I dabbled with it for years, satisfying the need to write with journaling and blogging. A year ago, things started getting more serious, more focused. As I drew closer to God, He slowly began to reveal His big dreams for me...and to my surprise and joy, He dusted off that long abandoned dream of writing...to be more specific, writing fiction.
The first few steps were so terrifying it took my breath away. Panic almost overwhelmed me as I posted my first fiction link-up, under a pen name, to Write On Edge - and shock silenced me as good reviews and feedback came in. So I posted again...and again...and suddenly, a whole new side of me was materializing. Characters and ideas that I'd dreamed of for years suddenly started coming alive on my laptop screen. I found myself talking to other writers online, getting feedback, and even joining a critique group.

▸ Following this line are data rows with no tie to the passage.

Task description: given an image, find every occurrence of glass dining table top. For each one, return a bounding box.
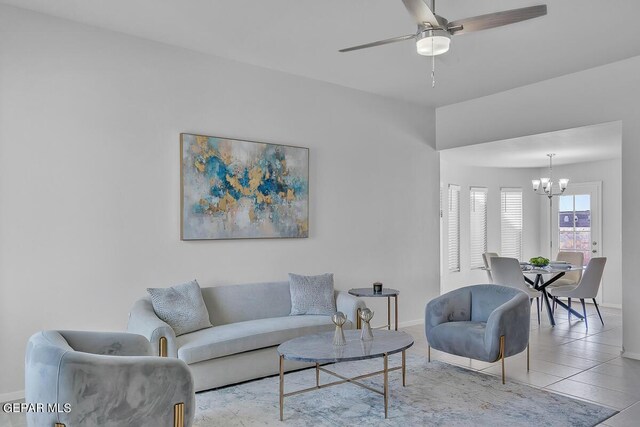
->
[520,263,586,274]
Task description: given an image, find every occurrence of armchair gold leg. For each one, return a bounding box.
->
[158,337,167,357]
[500,335,505,384]
[173,403,184,427]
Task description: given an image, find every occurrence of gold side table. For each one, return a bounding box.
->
[349,288,400,331]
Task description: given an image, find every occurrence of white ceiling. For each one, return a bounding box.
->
[440,122,622,168]
[0,0,640,106]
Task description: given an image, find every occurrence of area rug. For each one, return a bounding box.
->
[195,355,617,427]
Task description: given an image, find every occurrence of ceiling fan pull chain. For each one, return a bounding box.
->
[431,40,436,88]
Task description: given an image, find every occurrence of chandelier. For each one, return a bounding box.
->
[531,154,569,199]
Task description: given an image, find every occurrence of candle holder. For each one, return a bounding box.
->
[373,282,382,294]
[331,311,347,346]
[360,308,373,341]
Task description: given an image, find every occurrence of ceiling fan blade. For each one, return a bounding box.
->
[402,0,440,28]
[447,4,547,35]
[338,34,416,52]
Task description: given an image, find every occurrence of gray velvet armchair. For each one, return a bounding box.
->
[425,285,531,384]
[25,331,195,427]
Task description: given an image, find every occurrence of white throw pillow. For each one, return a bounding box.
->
[289,273,336,316]
[147,280,212,336]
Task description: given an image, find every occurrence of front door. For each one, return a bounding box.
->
[552,182,604,300]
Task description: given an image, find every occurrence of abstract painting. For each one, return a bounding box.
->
[180,133,309,240]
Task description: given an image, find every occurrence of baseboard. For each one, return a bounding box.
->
[620,351,640,360]
[600,303,622,310]
[398,319,424,328]
[0,390,24,403]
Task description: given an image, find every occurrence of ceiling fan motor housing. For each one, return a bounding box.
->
[416,29,451,56]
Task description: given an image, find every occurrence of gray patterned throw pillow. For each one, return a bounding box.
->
[289,273,336,316]
[147,280,212,336]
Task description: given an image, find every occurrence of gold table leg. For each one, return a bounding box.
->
[158,337,168,357]
[394,295,398,331]
[280,355,284,421]
[500,335,504,384]
[384,353,389,419]
[402,350,407,387]
[173,403,184,427]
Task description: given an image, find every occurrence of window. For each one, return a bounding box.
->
[448,184,460,271]
[500,188,522,259]
[469,187,487,268]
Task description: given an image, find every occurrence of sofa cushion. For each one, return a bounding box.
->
[147,280,211,335]
[289,273,336,316]
[176,315,352,364]
[429,321,493,362]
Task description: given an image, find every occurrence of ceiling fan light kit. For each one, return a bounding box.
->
[416,30,451,56]
[340,0,547,69]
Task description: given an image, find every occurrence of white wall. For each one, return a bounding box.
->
[0,6,439,400]
[436,57,640,359]
[440,161,540,292]
[538,159,622,307]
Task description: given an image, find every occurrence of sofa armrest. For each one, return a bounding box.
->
[336,291,367,328]
[424,288,471,341]
[56,352,195,427]
[484,292,531,360]
[127,298,178,357]
[59,331,156,356]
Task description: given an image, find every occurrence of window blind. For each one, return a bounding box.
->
[448,184,460,271]
[500,188,523,259]
[469,187,487,268]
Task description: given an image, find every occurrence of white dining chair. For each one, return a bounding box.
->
[548,252,584,289]
[548,257,607,329]
[491,257,541,325]
[547,251,584,319]
[482,252,500,283]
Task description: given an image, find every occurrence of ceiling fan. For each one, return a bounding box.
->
[340,0,547,56]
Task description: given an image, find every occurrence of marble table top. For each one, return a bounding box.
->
[349,288,400,297]
[278,330,413,363]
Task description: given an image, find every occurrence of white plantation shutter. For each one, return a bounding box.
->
[469,187,487,268]
[448,184,460,271]
[500,188,522,259]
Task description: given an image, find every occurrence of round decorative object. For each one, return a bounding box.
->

In just a few months, this dream has become such a part of me that I know there's no going back. My dream of writing has become firmly planted in my mind. It's no longer just a general, random dream - it has a title, characters that I've been planning for years finally coming to life, twists and turns and subplots. It even has sequels - I have more ideas following the same characters.
This is, without a doubt, the most terrifying thing I have ever done. I can't count the times I've figured out just the right wording, written an intense scene, or poured my heart and soul into a piece, then looked up and silently asked, "Are you sure about this?" And He said yes. He's given me God-sized dreams, and I'm going to follow them with everything I have - because that's what He made me for.